Hot is still Hot, Cold is still Cold but our beliefs can change: To a greater or lesser extent we can change our beliefs (core beliefs being more difficult to change) but the information we receive from our bodies is the same. As our beliefs around our body changes then the perception of what it is saying to us changes: from emotional pain to pleasure, from numbness to feeling, from disgust to acceptance. When we change our belief we change our relationship between our mind and body, we trust the real and not the perception of the real. I suppose it boils down to challenging your beliefs against objective reality: or is hot still hot, cold still cold?

Workshop feedback, is very interesting to illustrate this, especially with meditations involving the body. They follow roughly similar lines:

“When I got out of my head and let my body decide, it flowed more smoothly”,

“When I stopped trying to get it right and let my body tell me when to progress in the meditation, I felt much more”

“When I felt my heart in my body and allowed myself to connect, all judgement fell away and I found myself in a place of beauty”

“When you said trust you body, I let go and I felt such release”

With individual clients in coaching, self-pleasuring or breath-work sessions and particularly with Tantra Massage, the simple act of giving themselves permission to trust and connect to their body has an immense affect that ripples throughout their life.

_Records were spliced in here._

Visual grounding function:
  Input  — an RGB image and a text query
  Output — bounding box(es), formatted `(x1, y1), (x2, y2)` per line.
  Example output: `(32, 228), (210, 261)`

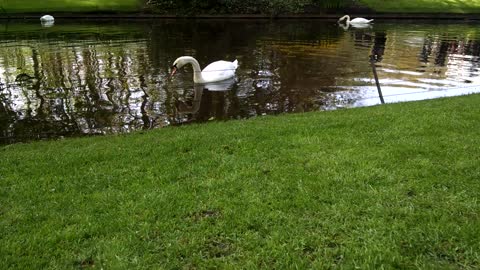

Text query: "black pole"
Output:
(370, 56), (385, 104)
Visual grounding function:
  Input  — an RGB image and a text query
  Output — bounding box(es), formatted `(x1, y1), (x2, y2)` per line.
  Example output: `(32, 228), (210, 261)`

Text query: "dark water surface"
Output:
(0, 20), (480, 144)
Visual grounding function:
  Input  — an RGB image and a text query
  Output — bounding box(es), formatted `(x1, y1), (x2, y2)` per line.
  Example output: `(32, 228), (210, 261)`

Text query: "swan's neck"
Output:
(340, 15), (350, 23)
(187, 57), (205, 83)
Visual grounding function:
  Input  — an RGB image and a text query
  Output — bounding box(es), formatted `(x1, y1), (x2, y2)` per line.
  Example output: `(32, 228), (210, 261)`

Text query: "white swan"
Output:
(40, 15), (55, 22)
(170, 56), (238, 83)
(338, 15), (373, 25)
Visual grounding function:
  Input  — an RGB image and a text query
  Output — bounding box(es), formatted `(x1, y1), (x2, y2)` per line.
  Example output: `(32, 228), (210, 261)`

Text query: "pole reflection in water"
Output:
(0, 20), (480, 144)
(370, 32), (387, 104)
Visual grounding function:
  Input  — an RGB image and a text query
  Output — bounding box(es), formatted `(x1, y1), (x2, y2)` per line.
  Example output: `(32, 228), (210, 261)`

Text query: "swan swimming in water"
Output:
(40, 15), (55, 22)
(338, 15), (373, 25)
(170, 56), (238, 84)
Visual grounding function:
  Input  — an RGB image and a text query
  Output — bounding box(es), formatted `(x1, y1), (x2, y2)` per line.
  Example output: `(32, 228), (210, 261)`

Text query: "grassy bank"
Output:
(361, 0), (480, 13)
(0, 95), (480, 269)
(0, 0), (143, 13)
(0, 0), (480, 15)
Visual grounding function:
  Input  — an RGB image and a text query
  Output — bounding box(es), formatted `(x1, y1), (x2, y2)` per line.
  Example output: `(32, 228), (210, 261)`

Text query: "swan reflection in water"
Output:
(175, 77), (237, 115)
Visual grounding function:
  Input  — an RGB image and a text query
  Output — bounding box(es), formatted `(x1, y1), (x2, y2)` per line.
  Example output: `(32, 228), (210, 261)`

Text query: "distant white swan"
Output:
(40, 15), (55, 22)
(170, 56), (238, 83)
(338, 15), (373, 25)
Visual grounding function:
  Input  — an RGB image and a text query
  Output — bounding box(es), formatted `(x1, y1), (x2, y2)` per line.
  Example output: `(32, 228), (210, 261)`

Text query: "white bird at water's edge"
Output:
(338, 15), (373, 25)
(40, 15), (55, 22)
(170, 56), (238, 83)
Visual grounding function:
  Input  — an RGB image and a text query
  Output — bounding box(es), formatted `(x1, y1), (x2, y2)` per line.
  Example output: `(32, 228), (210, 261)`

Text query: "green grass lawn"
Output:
(0, 0), (140, 13)
(0, 95), (480, 269)
(361, 0), (480, 13)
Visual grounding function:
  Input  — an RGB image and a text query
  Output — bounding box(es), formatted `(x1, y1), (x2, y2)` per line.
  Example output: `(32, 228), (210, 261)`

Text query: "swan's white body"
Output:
(40, 15), (55, 22)
(171, 56), (238, 84)
(338, 15), (373, 25)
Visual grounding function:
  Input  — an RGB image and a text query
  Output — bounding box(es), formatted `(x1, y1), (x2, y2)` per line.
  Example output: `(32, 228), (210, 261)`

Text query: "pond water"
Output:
(0, 20), (480, 144)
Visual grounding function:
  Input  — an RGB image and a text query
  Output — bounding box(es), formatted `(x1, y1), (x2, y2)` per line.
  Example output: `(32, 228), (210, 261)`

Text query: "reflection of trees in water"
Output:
(0, 20), (480, 141)
(0, 38), (163, 143)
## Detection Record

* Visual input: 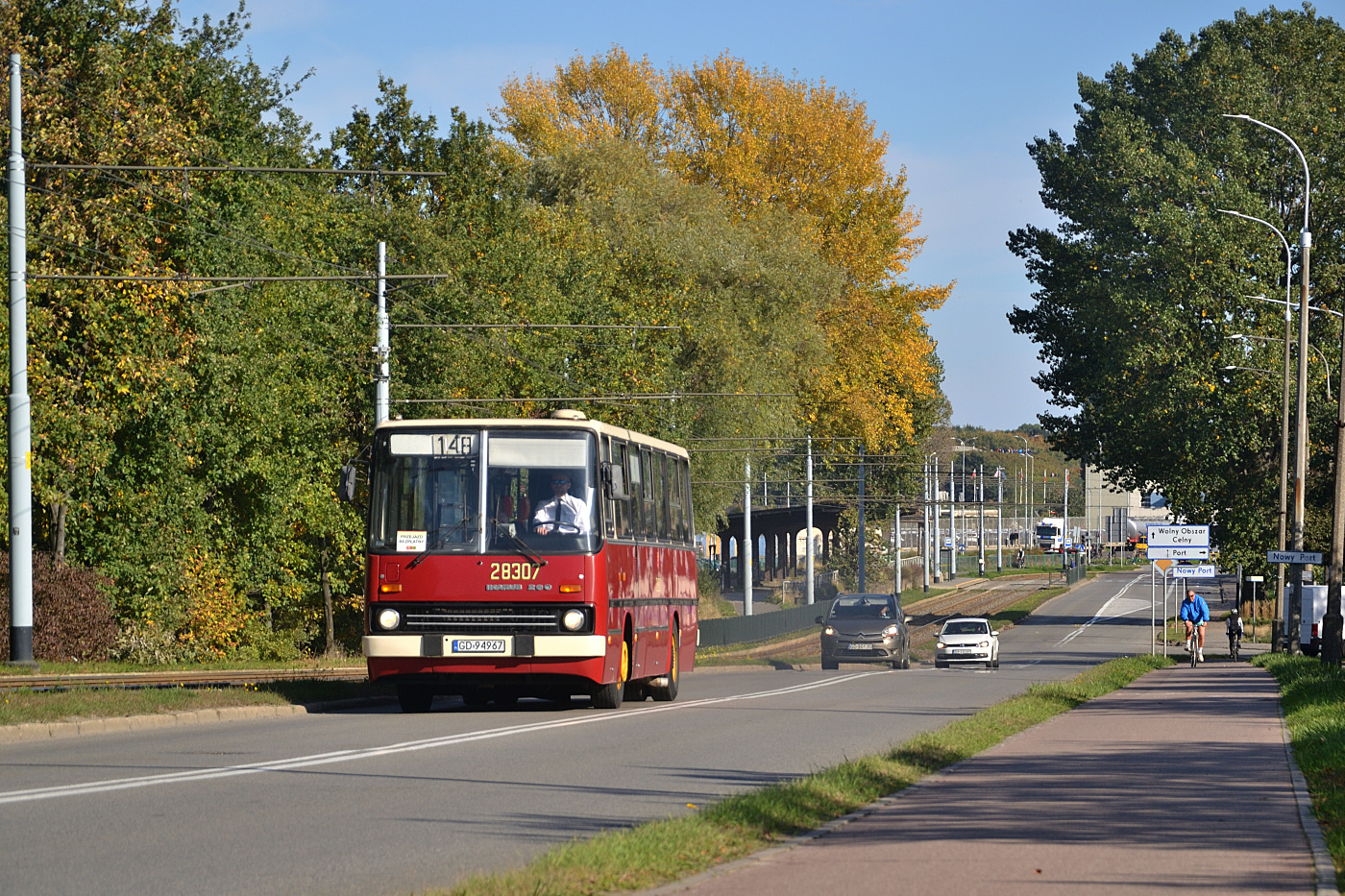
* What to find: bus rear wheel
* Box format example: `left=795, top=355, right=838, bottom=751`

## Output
left=397, top=685, right=434, bottom=713
left=648, top=628, right=680, bottom=704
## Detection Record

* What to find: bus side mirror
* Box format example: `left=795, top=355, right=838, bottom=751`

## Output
left=602, top=460, right=631, bottom=500
left=336, top=464, right=357, bottom=504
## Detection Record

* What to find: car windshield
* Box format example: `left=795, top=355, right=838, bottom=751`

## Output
left=942, top=620, right=990, bottom=635
left=831, top=594, right=897, bottom=618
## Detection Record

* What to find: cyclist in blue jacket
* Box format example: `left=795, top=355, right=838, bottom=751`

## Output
left=1180, top=590, right=1210, bottom=662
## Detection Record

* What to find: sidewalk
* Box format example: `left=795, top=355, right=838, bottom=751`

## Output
left=652, top=662, right=1335, bottom=896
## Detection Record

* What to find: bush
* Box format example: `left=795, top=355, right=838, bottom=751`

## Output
left=0, top=551, right=117, bottom=662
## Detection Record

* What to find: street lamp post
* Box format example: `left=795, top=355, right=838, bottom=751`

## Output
left=1224, top=114, right=1307, bottom=653
left=1015, top=434, right=1037, bottom=549
left=1218, top=208, right=1294, bottom=632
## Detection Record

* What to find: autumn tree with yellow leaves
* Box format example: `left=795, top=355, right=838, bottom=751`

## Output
left=495, top=47, right=951, bottom=449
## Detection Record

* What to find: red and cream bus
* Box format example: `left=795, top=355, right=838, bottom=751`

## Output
left=343, top=410, right=697, bottom=712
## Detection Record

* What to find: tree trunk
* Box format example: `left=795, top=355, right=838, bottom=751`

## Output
left=51, top=500, right=70, bottom=567
left=322, top=549, right=336, bottom=657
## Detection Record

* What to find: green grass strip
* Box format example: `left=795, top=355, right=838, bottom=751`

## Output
left=441, top=655, right=1169, bottom=896
left=0, top=681, right=393, bottom=725
left=1252, top=654, right=1345, bottom=889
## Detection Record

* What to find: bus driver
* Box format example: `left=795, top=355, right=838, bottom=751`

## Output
left=532, top=472, right=589, bottom=536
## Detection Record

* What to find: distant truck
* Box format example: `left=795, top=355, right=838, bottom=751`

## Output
left=1037, top=517, right=1065, bottom=554
left=1284, top=585, right=1326, bottom=657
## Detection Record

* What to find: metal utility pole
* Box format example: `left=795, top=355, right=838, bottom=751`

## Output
left=739, top=457, right=752, bottom=617
left=929, top=452, right=942, bottom=584
left=1223, top=113, right=1307, bottom=653
left=374, top=241, right=391, bottom=425
left=803, top=436, right=813, bottom=607
left=855, top=446, right=865, bottom=594
left=8, top=53, right=33, bottom=666
left=948, top=457, right=958, bottom=580
left=892, top=504, right=901, bottom=600
left=920, top=457, right=929, bottom=594
left=995, top=467, right=1005, bottom=571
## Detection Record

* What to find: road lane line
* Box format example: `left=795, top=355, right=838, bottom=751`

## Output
left=0, top=670, right=888, bottom=805
left=1055, top=576, right=1143, bottom=647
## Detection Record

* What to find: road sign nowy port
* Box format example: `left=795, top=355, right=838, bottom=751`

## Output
left=1265, top=550, right=1322, bottom=564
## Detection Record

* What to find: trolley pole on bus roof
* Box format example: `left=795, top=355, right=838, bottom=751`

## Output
left=8, top=53, right=33, bottom=666
left=739, top=457, right=752, bottom=617
left=803, top=436, right=814, bottom=607
left=374, top=241, right=391, bottom=425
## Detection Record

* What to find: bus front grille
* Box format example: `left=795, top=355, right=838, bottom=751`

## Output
left=403, top=607, right=571, bottom=635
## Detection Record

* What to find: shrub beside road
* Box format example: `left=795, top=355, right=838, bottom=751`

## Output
left=1252, top=654, right=1345, bottom=888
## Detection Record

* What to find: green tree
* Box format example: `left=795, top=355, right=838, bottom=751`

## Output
left=1009, top=6, right=1345, bottom=565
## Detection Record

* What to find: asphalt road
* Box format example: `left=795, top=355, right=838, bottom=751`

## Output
left=0, top=573, right=1167, bottom=896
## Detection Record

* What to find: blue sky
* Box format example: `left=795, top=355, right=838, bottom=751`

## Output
left=179, top=0, right=1259, bottom=429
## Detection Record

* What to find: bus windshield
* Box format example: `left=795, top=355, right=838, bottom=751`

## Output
left=369, top=429, right=599, bottom=556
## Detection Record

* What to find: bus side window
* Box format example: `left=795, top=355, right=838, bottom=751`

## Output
left=652, top=453, right=669, bottom=541
left=669, top=457, right=692, bottom=544
left=680, top=460, right=696, bottom=544
left=640, top=448, right=662, bottom=538
left=599, top=436, right=616, bottom=538
left=625, top=446, right=645, bottom=538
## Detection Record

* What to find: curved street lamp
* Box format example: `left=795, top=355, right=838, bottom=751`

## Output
left=1218, top=208, right=1294, bottom=607
left=1223, top=113, right=1312, bottom=656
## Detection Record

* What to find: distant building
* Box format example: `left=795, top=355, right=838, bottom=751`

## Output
left=1087, top=464, right=1173, bottom=545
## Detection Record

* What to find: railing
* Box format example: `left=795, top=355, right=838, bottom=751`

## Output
left=780, top=569, right=841, bottom=607
left=697, top=597, right=835, bottom=647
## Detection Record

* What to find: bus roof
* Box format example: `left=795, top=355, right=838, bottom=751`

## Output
left=374, top=417, right=690, bottom=457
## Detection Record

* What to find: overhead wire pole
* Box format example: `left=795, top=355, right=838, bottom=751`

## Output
left=1223, top=114, right=1307, bottom=652
left=1218, top=208, right=1294, bottom=648
left=8, top=53, right=34, bottom=666
left=374, top=239, right=393, bottom=426
left=803, top=436, right=814, bottom=607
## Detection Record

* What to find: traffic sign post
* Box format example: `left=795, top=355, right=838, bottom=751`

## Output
left=1149, top=547, right=1210, bottom=560
left=1265, top=550, right=1322, bottom=565
left=1144, top=523, right=1210, bottom=549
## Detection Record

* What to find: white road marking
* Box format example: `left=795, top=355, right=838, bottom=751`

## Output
left=1056, top=576, right=1143, bottom=647
left=0, top=670, right=891, bottom=805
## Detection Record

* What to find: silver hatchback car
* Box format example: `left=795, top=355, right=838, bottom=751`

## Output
left=934, top=617, right=999, bottom=668
left=818, top=594, right=911, bottom=668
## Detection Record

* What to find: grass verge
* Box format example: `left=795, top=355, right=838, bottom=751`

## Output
left=0, top=681, right=393, bottom=725
left=1252, top=654, right=1345, bottom=889
left=440, top=657, right=1167, bottom=896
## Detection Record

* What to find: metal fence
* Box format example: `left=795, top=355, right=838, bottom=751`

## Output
left=696, top=598, right=831, bottom=647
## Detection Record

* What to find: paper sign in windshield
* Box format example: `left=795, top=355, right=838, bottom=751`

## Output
left=397, top=529, right=425, bottom=554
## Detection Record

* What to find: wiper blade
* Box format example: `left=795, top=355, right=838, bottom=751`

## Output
left=495, top=526, right=546, bottom=569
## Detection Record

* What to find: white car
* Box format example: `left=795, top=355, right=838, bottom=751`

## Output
left=934, top=617, right=999, bottom=668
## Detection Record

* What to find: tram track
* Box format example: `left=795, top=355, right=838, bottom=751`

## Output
left=0, top=666, right=369, bottom=691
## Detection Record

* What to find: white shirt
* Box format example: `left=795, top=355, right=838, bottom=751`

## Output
left=532, top=496, right=589, bottom=536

It is one of the reasons I say “Trust Your Body”: It is a simple affirmation delivered in a receptive state which challenges and changes your belief about your body in a subtle, gentle but powerful way. It epitomises Tantric embodiment by bringing you into contact with the Real by bringing you in contact with your physical self. Further, when your body is listened to, is understood and accepted it responds to this: sending stronger and deeper signals, changing the way you think, feel and the nature of your emotions, your self-esteem and confidence and the nature of your relationship to yourself and to others.